Hotel Baba Yaga

For a thousand years story-tellers have told stories of my wickedness and magical powers, the ugliness of my face, my warts and crooked nose, my stringy hair.

It is true that my house on chicken’s legs shrieks like a thousand nails scratched across a blackboard if someone approaches. Human skulls decorate the fence posts; their eye sockets glow red at night. I own a black cat who can shape-shift into the form of a beautiful woman, a wolf, a nag; a black cat who will scratch your eyes out if I order it to do so.

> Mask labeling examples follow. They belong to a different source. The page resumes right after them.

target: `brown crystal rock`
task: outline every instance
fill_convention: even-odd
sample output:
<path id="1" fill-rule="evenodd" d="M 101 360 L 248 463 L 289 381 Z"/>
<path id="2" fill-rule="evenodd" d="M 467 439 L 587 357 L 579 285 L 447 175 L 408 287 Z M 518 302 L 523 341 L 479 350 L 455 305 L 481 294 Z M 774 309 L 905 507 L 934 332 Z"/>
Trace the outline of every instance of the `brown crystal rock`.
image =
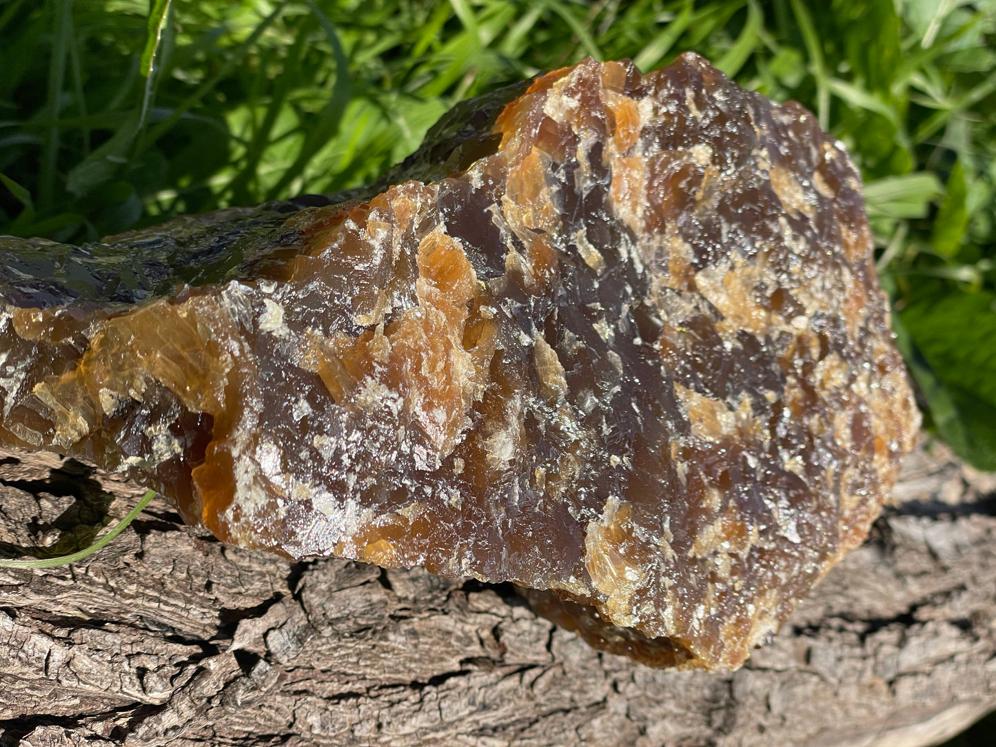
<path id="1" fill-rule="evenodd" d="M 0 443 L 124 470 L 225 542 L 549 590 L 611 650 L 739 666 L 917 429 L 859 176 L 694 55 L 495 111 L 375 196 L 157 229 L 183 234 L 158 286 L 71 282 L 147 231 L 24 245 L 61 259 L 0 278 Z M 183 247 L 222 230 L 201 282 Z"/>

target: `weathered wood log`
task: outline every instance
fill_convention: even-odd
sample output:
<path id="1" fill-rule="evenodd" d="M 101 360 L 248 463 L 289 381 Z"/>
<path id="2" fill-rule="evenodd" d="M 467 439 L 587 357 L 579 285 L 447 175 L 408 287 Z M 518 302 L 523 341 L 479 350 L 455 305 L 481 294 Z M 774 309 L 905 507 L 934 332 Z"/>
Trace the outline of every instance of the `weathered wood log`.
<path id="1" fill-rule="evenodd" d="M 996 479 L 907 459 L 868 544 L 734 674 L 600 653 L 507 586 L 292 563 L 153 503 L 0 569 L 0 745 L 935 744 L 996 707 Z M 85 545 L 141 489 L 0 454 L 0 553 Z"/>

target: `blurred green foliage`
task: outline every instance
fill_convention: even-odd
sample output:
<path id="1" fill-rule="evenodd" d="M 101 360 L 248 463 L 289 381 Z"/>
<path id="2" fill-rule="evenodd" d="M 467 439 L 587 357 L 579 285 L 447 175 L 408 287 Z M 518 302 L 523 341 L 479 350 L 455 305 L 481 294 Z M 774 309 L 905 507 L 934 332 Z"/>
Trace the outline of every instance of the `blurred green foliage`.
<path id="1" fill-rule="evenodd" d="M 866 181 L 927 424 L 996 469 L 996 0 L 0 0 L 0 233 L 359 186 L 453 103 L 694 50 Z"/>

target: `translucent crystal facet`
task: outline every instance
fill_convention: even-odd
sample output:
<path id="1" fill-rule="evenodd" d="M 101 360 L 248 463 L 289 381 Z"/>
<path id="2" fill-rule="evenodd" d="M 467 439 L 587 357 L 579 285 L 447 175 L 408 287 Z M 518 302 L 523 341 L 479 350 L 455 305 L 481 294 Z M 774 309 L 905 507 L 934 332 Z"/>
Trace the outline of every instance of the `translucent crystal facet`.
<path id="1" fill-rule="evenodd" d="M 249 226 L 211 282 L 74 290 L 97 249 L 0 278 L 0 443 L 225 542 L 511 581 L 612 650 L 740 665 L 917 429 L 859 176 L 693 55 L 519 93 L 373 196 L 192 219 Z"/>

It is true that I am able to transform a single hair into a raging river. That I travel via a mortar with supersonic flight. That three horses and riders of the day, sunset, and black night are always at my command. But I am not one hundred per cent wickedness. I have a heart and my heart is not black like coal, or hard as diamonds. It beats red in my chest like your heart and once I saved a wife from the claws of Kostshei the Deathless.

Yet no one asks after my well-being. The truth is, I am not good. They are felling my birch forests. Every day the sound of their chainsaws whines like a distant pack of dogs. I smell the workmen’s blood and the sweat that drips down their weather-beaten faces, coming closer, hour by hour. Next week the property-developer will be at my front door demanding I move out so that he can knock down this hut and build a hotel in its place. Hotel Baba Yaga - all mod cons. Come and see the famous chicken’s legs, the skulls. Imagine it!

Why, you ask, can you not put a stop to this? You have magical and great powers.

The truth is, I weaken and grow old. I was born ancient but now I am geriatric. I forget the words of spells. My powers are disappearing as fast as summer snow. But the developer has no idea how fast the permafrost is thawing. The hotel will sink into the marsh and take him with it. This will be my last hurrah. Afterwards I too will disappear, along with the dragons, the elves, the dodo, the Tasmanian tiger and the one-striped opossum. However, I will remain in your stories, as long as you, the human race, continues to survive.